Small extracellular vesicles (sEVs), also known as exosomes, are a heterogeneous population of membrane vesicles of multiple origins, which are present in biological fluids and correlates with numerous physiological and pathological processes [4, 5]. The successful uptake of sEVs by cells is indispensable for cell‒cell communication via transfer of their cargos [6]. However, it remains unclear how HCC cells take up sEVs, which are crucial for advancing understanding of the tumor-microenvironment interactions of HCC. A recent study indicated that macropinocytosis and endocytosis are key processes that are responsible for recipient cells to take up sEVs [7]. Macropinocytosis is an sEV uptake approach that creates typical invaginated membrane ruffles to pinch off into the intracellular compartment. Na+/H+ exchanger may be essential in maintaining intracellular alkalization and favorable for micropinocytosis [8]. A variety of endocytic pathways have been proposed to regulate sEVs uptake by different cell types [9]. Elevated level of cholesterol combined with attachment of caveolin scaffolding domains to cell membrane and dynamin-2 activity enable assembly and expansion of caveolar endocytic vesicles [10]. Uptake of sEVs can be abrogated by blocking dynamin-2, indicating the role of caveolin-mediated endocytosis in sEVs internalization [11].

The clathrin-dependent pathway is another pivotal mechanism by which the cell membrane is rearranged to facilitate sEV uptake [7]. Clathrin light chain A (CLTA) is one of the three subunits of the light chain of clathrin. Together with heavy chains, clathrin light chains form clathrin as a structural component of cytoplasmic coated pits, which are associated with receptor-mediated endocytosis. A recent study indicated that CLTA could drive selective myosin VI recruitment to clathrin-coated pits under membrane tension [12]. It is also reported as an important factor responsible for membrane deformation and synaptic vesicle formation [13]. Depletion of CLTA also blocked the interaction of clathrin with the nucleation-promoting factor Wave complex to alter actin distribution [14].
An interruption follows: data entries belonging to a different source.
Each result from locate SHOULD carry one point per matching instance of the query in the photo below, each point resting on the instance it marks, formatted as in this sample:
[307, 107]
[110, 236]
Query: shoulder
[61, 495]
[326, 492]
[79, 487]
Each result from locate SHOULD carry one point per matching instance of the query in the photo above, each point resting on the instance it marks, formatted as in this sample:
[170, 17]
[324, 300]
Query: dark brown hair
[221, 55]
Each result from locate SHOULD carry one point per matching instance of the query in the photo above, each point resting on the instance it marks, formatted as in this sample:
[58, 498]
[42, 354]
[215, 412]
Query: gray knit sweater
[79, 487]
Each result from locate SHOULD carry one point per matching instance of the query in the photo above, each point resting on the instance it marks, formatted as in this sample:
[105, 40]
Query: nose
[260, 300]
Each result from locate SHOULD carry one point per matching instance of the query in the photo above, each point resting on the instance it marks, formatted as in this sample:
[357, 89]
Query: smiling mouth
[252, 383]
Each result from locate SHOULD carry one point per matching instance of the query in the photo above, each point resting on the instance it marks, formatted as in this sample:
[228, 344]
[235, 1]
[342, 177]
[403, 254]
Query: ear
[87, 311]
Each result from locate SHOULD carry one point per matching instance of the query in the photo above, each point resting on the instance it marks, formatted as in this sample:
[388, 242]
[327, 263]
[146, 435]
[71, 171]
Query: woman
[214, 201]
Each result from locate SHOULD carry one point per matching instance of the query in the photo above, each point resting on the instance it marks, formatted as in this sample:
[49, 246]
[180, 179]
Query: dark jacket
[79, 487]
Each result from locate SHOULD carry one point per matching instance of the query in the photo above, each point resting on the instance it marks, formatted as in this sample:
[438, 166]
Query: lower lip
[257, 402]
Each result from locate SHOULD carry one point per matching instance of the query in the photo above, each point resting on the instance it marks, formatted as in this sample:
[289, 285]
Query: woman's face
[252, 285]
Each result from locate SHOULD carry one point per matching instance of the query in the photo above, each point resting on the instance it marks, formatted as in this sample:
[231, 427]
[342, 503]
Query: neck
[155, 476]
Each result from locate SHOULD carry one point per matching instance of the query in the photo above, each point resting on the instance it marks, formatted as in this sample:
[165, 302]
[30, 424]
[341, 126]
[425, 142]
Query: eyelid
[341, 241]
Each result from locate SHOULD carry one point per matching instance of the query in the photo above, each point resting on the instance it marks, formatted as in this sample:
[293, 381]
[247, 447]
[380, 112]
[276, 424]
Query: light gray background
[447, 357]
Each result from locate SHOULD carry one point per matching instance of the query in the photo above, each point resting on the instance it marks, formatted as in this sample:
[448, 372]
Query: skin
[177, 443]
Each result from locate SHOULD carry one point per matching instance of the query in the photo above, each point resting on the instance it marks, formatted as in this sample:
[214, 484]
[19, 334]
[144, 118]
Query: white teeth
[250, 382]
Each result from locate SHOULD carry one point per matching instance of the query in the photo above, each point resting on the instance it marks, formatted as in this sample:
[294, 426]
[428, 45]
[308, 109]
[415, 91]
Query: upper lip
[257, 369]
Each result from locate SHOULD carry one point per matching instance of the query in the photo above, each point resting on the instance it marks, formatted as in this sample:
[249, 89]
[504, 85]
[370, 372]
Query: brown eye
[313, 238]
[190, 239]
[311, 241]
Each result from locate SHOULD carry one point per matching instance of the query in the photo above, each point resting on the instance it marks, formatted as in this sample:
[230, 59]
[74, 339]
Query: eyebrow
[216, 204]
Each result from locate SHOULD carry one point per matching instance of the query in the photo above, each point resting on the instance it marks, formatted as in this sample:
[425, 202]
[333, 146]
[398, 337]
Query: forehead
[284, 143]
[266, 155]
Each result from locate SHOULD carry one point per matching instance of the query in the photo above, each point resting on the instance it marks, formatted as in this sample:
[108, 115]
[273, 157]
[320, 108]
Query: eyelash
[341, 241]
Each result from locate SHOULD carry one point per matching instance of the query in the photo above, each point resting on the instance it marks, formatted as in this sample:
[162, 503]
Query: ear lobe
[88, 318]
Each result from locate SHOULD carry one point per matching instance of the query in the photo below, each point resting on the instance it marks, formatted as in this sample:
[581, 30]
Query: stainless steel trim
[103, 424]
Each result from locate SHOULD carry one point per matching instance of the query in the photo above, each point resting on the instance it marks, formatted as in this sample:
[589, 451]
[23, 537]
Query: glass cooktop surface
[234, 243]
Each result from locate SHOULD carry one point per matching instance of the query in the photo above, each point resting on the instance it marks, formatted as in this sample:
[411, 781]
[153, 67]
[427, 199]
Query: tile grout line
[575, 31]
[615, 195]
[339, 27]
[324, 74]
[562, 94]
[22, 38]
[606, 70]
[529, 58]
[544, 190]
However, the functions and mechanisms of CLTA in HCC remains unclear. In this study, we revealed the role of CLTA in sEV uptake by regulating the capping actin protein gelsolin-like (CAPG), thereby promoting HCC progression. In addition, frequent overexpression of CLTA was observed in HCC and correlates with dismal clinical characteristics. Moreover, CLTA inhibitor Pitstop 2 alone or in combination with sorafenib could inhibit patient-derived xenografts (PDXs) tumor growth.

Materials and methods

Human tissues

Clinical tissue specimens were used in this study. A tissue microarray (TMA) consisting of paired cases of tumor and adjacent nontumor liver tissues was constructed using tissue blocks provided by the Department of Pathology, Sun Yat-sen University Cancer Centre, China. The tissue samples used for RNA quantification was acquired from Queen Mary Hospital, Hong Kong. Approval for the use of human tissues was sought from the Institutional Review Board of The University of Hong Kong/Hospital Authority Hong Kong West Cluster (HKU/HA HKW IRB) and Sun Yat-sen University Cancer Centre. All study procedures involving human specimens were handled according to the relevant ethical regulations.

Statistical analysis

All data presented in the study are the mean ± standard error of the mean (SEM). The procedures were repeated in triplicate and analyzed by Student’s t test or one-way ANOVA using GraphPad Prism 8.30 (GraphPad, Inc., La Jolla, CA, USA). Overall survival (OS) and disease-free survival (DFS) of the individuals were evaluated by Kaplan–Meier curves with the log-rank test. Fisher’s exact test was used to investigate the correlations between CLTA expression and clinical characteristics. Cox proportional hazards regression with multivariate analysis was applied to assess the independent prognostic factors for HCC patients. p < 0.05 was considered statistically significant.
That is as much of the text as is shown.